Both Aniday and the new Henry Day make uneasy homes within their unexpected lives. Donohue reveals the lives of the twelve changelings who make their home in the forest growing, scavenging, and stealing enough provisions to get by and preparing for the time when the next in line will reenter the human world. In alternating chapters, Donohue follows the fake Henry Day as he executes a believable imitation of Henry at the same time as he rediscovers his great talent from his first life. Both strive against the forgetting to know again what their lives once were and these desperate strivings will inevitably cause their two paths to cross once more.
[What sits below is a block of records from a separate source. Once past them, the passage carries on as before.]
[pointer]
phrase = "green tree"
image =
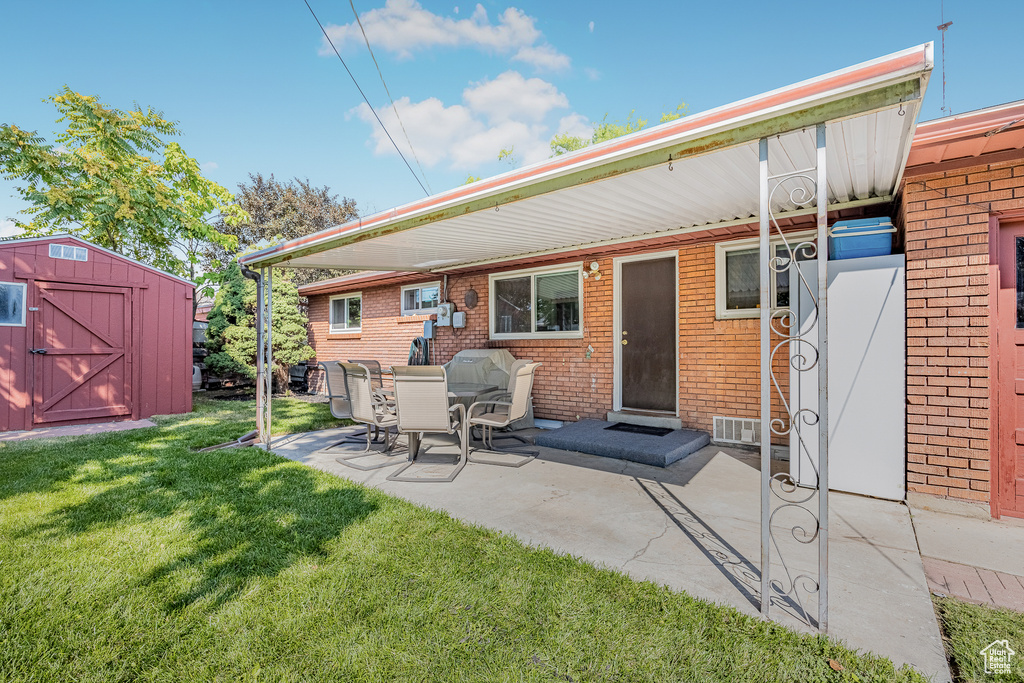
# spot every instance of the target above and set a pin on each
(231, 335)
(111, 178)
(280, 211)
(563, 142)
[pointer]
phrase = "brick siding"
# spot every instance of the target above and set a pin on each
(719, 371)
(946, 217)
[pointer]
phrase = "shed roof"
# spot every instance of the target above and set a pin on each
(690, 174)
(89, 245)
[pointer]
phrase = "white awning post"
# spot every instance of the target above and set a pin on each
(765, 312)
(264, 376)
(822, 254)
(805, 351)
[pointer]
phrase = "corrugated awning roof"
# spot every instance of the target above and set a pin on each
(688, 174)
(969, 135)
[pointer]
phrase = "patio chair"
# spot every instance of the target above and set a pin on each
(341, 407)
(371, 409)
(491, 415)
(376, 373)
(422, 402)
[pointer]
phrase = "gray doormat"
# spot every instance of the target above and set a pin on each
(593, 436)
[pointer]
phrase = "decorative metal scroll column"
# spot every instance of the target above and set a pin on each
(264, 358)
(805, 343)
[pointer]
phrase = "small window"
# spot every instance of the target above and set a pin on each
(69, 252)
(536, 303)
(420, 299)
(346, 313)
(12, 304)
(737, 274)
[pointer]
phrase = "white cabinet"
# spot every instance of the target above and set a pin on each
(866, 378)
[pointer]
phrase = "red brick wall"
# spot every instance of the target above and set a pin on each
(719, 359)
(946, 218)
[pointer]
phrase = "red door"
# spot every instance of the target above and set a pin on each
(1008, 475)
(82, 352)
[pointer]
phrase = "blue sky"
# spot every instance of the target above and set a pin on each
(255, 89)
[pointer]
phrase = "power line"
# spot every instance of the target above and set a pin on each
(390, 98)
(365, 98)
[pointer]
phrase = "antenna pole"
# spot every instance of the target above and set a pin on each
(943, 28)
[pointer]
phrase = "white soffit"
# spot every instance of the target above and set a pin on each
(865, 158)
The Stolen Child is a fascinating book. It's beautifully executed literary fantasy that grapples intriguingly with ideas of art, memory, and humanity while at the same time causing us to think, "What if?" Donohue works the angles of this story with ease never allowing us for a second to lose our sympathies for each and every one of the characters despite the fact that their mere existence and their potential to steal away children is the stuff of parents' worst nightmares. Donohue makes it easy to comprehend the desperation to regain a human life that drives the changelings to steal a child after decades of ageless boredom in the forest, but then he doesn't let us forget the real Henry Day, unwittingly robbed of his life, either. I was totally caught up in Donohue's tale. Each and every character is totally fleshed out and so engrossing that readers will desperately want to know them even more. Donohue's prose is stunning, bringing to surreal life the ultimately ordinary forest dwelling of the changelings in all seasons and bringing to the surface the clouded memories of the changelings.
Despite their less than human existence, this story about faeries is ultimately about being human. It's about how music and the written word and the act of creation in itself are what preserve and renew our lives in our memory. It's about the wonders of an endless childhood but also about the need to grow old. It's a story with so many characters and layers that I can't hope to enumerate them all here. It's book that will intrigue you and leave you thinking about it long after you've turned the last page.
Memory, which so confounds our waking life with anticipation and regret, may well be our one earthly consolation when time slips out of joint.